A recent report from the Financial Times, done in collaboration with Carnegie Mellon University, notes that Google, like Amazon and Microsoft, collects data entered into popular health and diagnosis sites. Google’s ad service, DoubleClick, receives prescription names from Drugs.com, for example, while WebMD’s symptom checker shares information with Facebook. The data are not anonymized, and the legal experts interviewed argued that the collection may violate European Union privacy law.

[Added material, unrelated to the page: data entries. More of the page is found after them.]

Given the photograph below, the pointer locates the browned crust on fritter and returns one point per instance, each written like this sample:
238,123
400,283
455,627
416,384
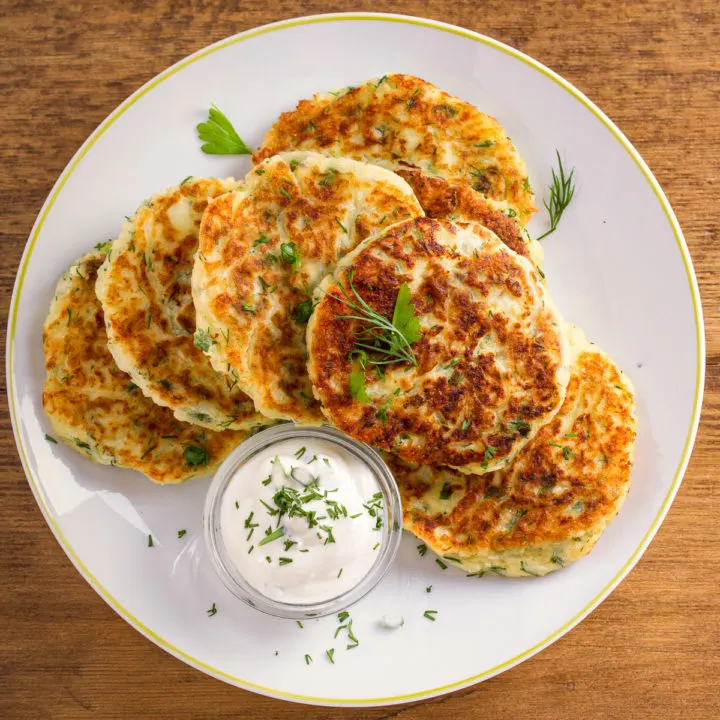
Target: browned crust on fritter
567,483
371,122
150,316
96,408
459,400
317,210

Your very online existence—the sites you access, where you access them from, the ads you click on—gives Google the kind of holistic, robust, up-to-date view of your health that was largely unimaginable a decade ago. “The hype, or hope, is that as you gather more and more info, and when you’re able to combine [different data sets], you’re able to come up with super-tailored care pathways and eventually treatments,” Good says. “So it’s not just, you’re 35 and have pancreatic cancer. It’s, you’re 35, have pancreatic cancer, here’s your medical history, your family history, and genetic markers for oncology, and here’s the care pathway just for you.”
Creating tailored medical treatments for countless patients at scale requires an enormous amount of data that need to be standardized, tested for accuracy and bias, stored securely, processed rapidly, and made comprehensible enough that doctors can understand and confer with one another on a patient’s best care. This is Google’s specialty. It doesn’t need your consent; it already has your information.